Should you want a stronger shopping fix, there’s also a Macy’s – along with a Neiman Marcus, Nordstrom and Bloomingdale’s – at the truly enormous King of Prussia mall 25 miles outside the city. The second-largest shopping centre in the States, which recently expanded, there are thankfully more budget-friendly options as well as the department and designer stores.
A dazzling experience of a different kind is available in Philadelphia’s Magic Gardens, a spellbinding art museum and gallery space created by Isaiah Zagar.
It’s an intriguing prospect – an outdoor art installation and indoor galleries made up of mosaics created using everything from folk art statues to bike wheels, colourful glass bottles, tiles and thousands of mirrors.
But it’s almost impossible to convey the collective effect of these everyday, mundane objects being turned into something extraordinary.
Also, much as it’s pleasing to look at, having a guide shone much more light onto the history and significance of what she describes as a 14-year diary by Zagar. As one inscribed piece of tile at the site says, “More than meets the eye”.
His mosaics extend far beyond the site, while street art is found throughout Philadelphia, which is known as the City of Murals.

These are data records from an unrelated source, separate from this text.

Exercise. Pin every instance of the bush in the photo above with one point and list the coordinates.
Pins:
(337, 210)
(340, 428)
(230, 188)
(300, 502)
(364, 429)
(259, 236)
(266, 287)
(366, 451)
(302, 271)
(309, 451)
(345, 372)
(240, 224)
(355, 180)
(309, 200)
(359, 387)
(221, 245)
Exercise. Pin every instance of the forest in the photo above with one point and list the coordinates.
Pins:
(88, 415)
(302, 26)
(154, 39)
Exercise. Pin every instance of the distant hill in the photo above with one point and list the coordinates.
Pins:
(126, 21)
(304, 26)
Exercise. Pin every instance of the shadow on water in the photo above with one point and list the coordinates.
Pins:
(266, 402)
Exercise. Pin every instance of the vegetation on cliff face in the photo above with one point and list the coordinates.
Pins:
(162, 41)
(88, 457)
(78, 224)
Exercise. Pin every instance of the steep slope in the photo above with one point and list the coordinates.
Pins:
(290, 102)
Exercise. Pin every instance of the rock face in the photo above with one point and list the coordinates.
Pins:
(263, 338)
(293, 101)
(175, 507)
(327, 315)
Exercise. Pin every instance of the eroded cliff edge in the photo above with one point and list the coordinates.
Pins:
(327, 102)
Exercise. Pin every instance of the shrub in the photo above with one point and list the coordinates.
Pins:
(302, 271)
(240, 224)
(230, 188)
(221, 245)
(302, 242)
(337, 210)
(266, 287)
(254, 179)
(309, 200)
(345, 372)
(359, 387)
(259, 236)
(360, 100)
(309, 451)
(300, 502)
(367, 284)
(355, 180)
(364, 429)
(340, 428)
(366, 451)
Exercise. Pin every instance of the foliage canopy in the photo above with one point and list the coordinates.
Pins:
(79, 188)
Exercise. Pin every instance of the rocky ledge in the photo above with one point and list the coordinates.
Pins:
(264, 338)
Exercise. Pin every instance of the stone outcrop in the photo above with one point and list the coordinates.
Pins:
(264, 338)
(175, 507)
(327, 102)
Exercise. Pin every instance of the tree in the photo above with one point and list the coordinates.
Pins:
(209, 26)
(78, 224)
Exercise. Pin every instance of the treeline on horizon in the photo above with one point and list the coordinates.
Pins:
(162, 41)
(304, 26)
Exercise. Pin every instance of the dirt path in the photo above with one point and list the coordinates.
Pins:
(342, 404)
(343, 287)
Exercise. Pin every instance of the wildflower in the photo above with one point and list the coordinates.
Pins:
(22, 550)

There are, in fact, about 4,000, and we see a handful on a walking tour that looks at their varied history, uniting communities such as one literally woven from homeless people’s own written stories. “I’m just in awe of what they did,” our guide says.
There are plenty more works to admire at the Philadelphia Museum of Art, famous in film history for being where Rocky runs up the steps. It opened in 1928, the year before the Wall Street Crash, and proved something of an escape for visitors who could 'come here and walk through time and continents', we’re told.
Among its highlights are Vincent van Gogh’s Sunflowers, and works by Manet and Monet, while in the red corner, Rocky-style, the nearby Barnes Foundation highlights that it has the largest single group of Renoir’s paintings, totalling 181.
Its focus is on being educational as opposed to a museum, and its staggering collection is laid out as per the vision of its assembler, Dr Albert C Barnes. His scientific side, having studied medicine, is clearly evident in each work’s precise positioning.
A short walk away is our hotel, The Logan, which also has local art on display, celebrating famous Philadelphians including Grace Kelly, Walt Whitman and Joe Frazier.
My favourite thing about it has to be the salt-water pool which I try out one morning, and pleasingly have to myself as I try to make use of my jet lag-induced early rise.
Time to leave comes around all too quickly, but the statue of William Penn looks over my taxi reassuringly as I leave the city, which is compact enough to walk around, and brings history to life, puts art and culture centre-stage, and perhaps most crucially and admirably of all, prides itself on the presentation of a particular sandwich.
For more information on discovering Philadelphia, see here.
The Museum of The American Revolution is open every day from 9:30am-5pm except major holidays, and rooms at The Logan Philadelphia Hotel typically start at about £130.